“It really helped me personally build stronger relationships with the other women in public finance,” said Lach, an attorney at Foley & Lardner LLP in Milwaukee, noting she learned a lot from WPF’s events and seminars. “It created a sense of community.”
Founded in 1997, Women in Public Finance is a national professional networking organization aimed at advancing women’s leadership opportunities in the public finance sector.
However, Lach realized that many public finance professionals in Wisconsin did not have access to the resources she received from WPF.
“(We) thought it was time to bring the national organization here locally so that women have a closer access point,” said Tatiana Graver, manager of finance at the Wisconsin Health & Educational Facilities Authority.
Lach and Graver worked together to start a Wisconsin chapter, the 20th for the organization nationwide.
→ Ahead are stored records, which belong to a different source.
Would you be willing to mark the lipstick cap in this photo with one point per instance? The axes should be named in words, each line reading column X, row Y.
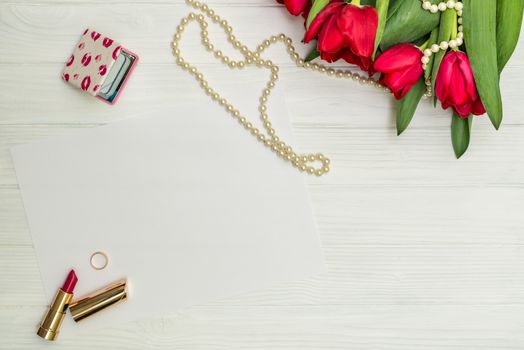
column 99, row 300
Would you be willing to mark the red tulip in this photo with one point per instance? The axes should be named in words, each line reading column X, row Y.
column 455, row 85
column 296, row 7
column 400, row 67
column 345, row 31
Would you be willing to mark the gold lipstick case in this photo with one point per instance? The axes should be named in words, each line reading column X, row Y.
column 99, row 300
column 52, row 320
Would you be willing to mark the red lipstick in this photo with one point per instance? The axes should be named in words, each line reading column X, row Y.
column 50, row 325
column 70, row 282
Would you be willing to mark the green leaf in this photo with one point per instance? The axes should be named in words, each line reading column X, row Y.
column 460, row 134
column 407, row 106
column 433, row 39
column 314, row 53
column 394, row 6
column 382, row 10
column 318, row 5
column 480, row 36
column 447, row 21
column 509, row 21
column 409, row 22
column 367, row 2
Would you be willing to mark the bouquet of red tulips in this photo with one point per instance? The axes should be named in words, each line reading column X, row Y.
column 456, row 49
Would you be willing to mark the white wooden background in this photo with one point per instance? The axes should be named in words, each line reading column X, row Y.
column 424, row 251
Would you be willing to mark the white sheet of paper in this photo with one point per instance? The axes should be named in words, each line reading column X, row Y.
column 189, row 207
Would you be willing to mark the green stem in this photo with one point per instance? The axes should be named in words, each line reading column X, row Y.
column 424, row 46
column 454, row 28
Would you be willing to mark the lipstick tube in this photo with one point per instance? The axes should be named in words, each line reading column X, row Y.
column 50, row 325
column 88, row 305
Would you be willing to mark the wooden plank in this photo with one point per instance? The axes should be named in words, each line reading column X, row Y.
column 375, row 215
column 47, row 32
column 413, row 260
column 158, row 89
column 355, row 327
column 371, row 156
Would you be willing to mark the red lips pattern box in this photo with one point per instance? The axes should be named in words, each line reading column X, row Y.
column 91, row 63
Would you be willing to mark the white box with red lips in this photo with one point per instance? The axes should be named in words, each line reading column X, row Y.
column 99, row 66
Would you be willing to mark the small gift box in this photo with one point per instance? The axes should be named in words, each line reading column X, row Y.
column 99, row 66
The state group officially launched Aug. 6. Graver now serves as the president of the chapter and Lach is secretary and vice president for education.
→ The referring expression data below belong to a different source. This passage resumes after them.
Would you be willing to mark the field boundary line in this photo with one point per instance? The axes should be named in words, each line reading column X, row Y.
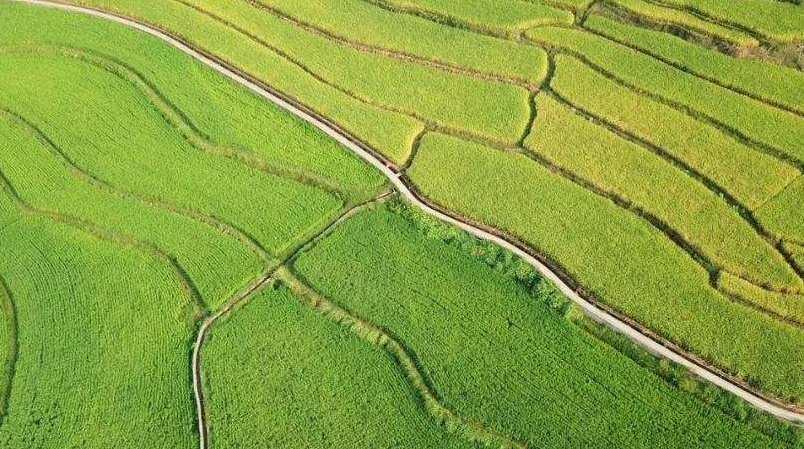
column 374, row 335
column 390, row 52
column 592, row 308
column 247, row 292
column 10, row 308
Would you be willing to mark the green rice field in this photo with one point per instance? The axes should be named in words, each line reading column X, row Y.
column 185, row 263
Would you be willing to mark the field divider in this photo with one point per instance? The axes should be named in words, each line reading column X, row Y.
column 760, row 147
column 590, row 306
column 405, row 359
column 246, row 293
column 208, row 220
column 343, row 90
column 742, row 210
column 9, row 309
column 736, row 89
column 101, row 233
column 384, row 51
column 715, row 20
column 179, row 121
To get the chapter off the ground, the duo worked the phones, went on road trips and mined their contacts to find sponsors and members. Graver said they had to go and talk to people in person to share their excitement for the Wisconsin chapter.
Those efforts paid off. Sponsors at the launch event included Baird, Clifton Larson Allen, Foley & Lardner LLP, Kaufman Hall, PNC, Quarles & Brady and Stifel.
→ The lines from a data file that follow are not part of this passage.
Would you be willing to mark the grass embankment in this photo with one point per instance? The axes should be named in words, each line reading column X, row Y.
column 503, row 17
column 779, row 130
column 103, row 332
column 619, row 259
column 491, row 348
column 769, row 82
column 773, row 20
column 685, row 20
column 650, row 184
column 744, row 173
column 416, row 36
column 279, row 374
“We had just pretty much every investment bank you can think of in Wisconsin to support WPF, which is exciting beyond words,” Lach said.
The kickoff event also included a panel discussion featuring Sherry Gerondale, chief financial officer of the Wisconsin Housing and Economic Development Authority (WHEDA); Cathy Jacobson, president and chief executive officer of Froedtert Health; Laura Lenhart, vice president of finance and administration of the Marcus Center for the Performing Arts; and Milwaukee Alderwoman Nikiya Dodd.
“Our overall goal is advancing and supporting the careers of women in public finance and we’re going to have relationship-building activities and educational activities and forums,” Lach said.
The national Women in Public Finance organization originally focused on the Midwest, but it grew over time and began spawning regional chapters and affiliates. The idea was professionals in a particular state could have more regular contact with each other and hold events that complement the national organization’s activities.
The Wisconsin chapter plans to hold similar events and programing to what the national organization does, including professional relationship-building, educational outreach, mentoring and offering scholarships. A point of emphasis for the chapter is bringing opportunities to professionals who might not have a chance to attend otherwise.
“There may be public finance professionals in northern Wisconsin who would never think or have the opportunity to attend a national conference put on by the Women in Public Finance,” Lach said. “But if we were able to put something on locally, we would be providing a much closer to home access point.”
She added the chapter is also focused on being “all-inclusive” and “all-encompassing” by not requiring membership fees to join and welcoming both men and women. The goal is to reach every municipality and county in the state.
“There’s a growing spotlight on diversity and inclusion and we thought of that as an opportunity to point that spotlight at the state of Wisconsin,” Lach said.
With the Wisconsin chapter’s official launch complete, Lach and Graver are looking ahead. They would like to hold a similar event to the launch in Madison while also developing webinars on ever-evolving areas such as tax and security law, Lach said.